Friday, June 04, 2021

We Don't Have to Trade With China

No morally defensible reason to:

The whereabouts of two scientists at the centre of a parliamentary showdown over alleged national-security breaches at a high-security laboratory remain unknown, as Ottawa’s explanation for their firing has shifted.

Xiangguo Qiu, a former head of a key program at the National Microbiology Laboratory in Winnipeg, and her husband, Keding Cheng, have not publicly commented on why they were fired. Nor have they responded to questions from The Globe and Mail about whether their dismissal was related to the transfer of highly infectious viruses to China’s Wuhan Virology Institute.

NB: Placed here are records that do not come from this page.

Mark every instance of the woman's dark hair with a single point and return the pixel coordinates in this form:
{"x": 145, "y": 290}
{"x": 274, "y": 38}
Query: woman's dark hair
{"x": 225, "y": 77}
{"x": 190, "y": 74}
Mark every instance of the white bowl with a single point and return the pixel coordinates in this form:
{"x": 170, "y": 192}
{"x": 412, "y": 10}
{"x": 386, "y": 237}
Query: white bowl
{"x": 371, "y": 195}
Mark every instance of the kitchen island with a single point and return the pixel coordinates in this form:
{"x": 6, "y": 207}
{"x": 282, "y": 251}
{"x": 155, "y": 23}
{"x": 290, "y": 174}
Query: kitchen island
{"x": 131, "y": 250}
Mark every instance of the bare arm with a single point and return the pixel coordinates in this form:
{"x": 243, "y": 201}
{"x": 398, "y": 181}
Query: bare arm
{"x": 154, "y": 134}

The Globe has found that the scientists are no longer living in Winnipeg, and it is unclear if they are still in Canada. The RCMP would not say if they know where the couple are located.


Well done, national police force!

You deserve your pensions!

But it wouldn't be fair to put all the blame on the RCMP. The government helped, too.

This government:

“Many of us have been subject to anti-Asian racism and for the prime minister to accuse us of driving anti-Asian racism is very upsetting.”

Chong wasn’t asking the questions that saw Trudeau invoke the phrase “anti-Asian racism” three times on Wednesday but he was taking part in question period that day. He has also asked the very same kind of questions that led to the accusation.

Those questions include how and why the government allowed Chinese scientists with strong links to the People’s Liberation Army of China full access to Canada’s National Microbiology Lab, a facility most Canadian researchers cannot access. The Conservatives have been asking about this for some time, and Trudeau’s response is to accuse the Conservatives of racism.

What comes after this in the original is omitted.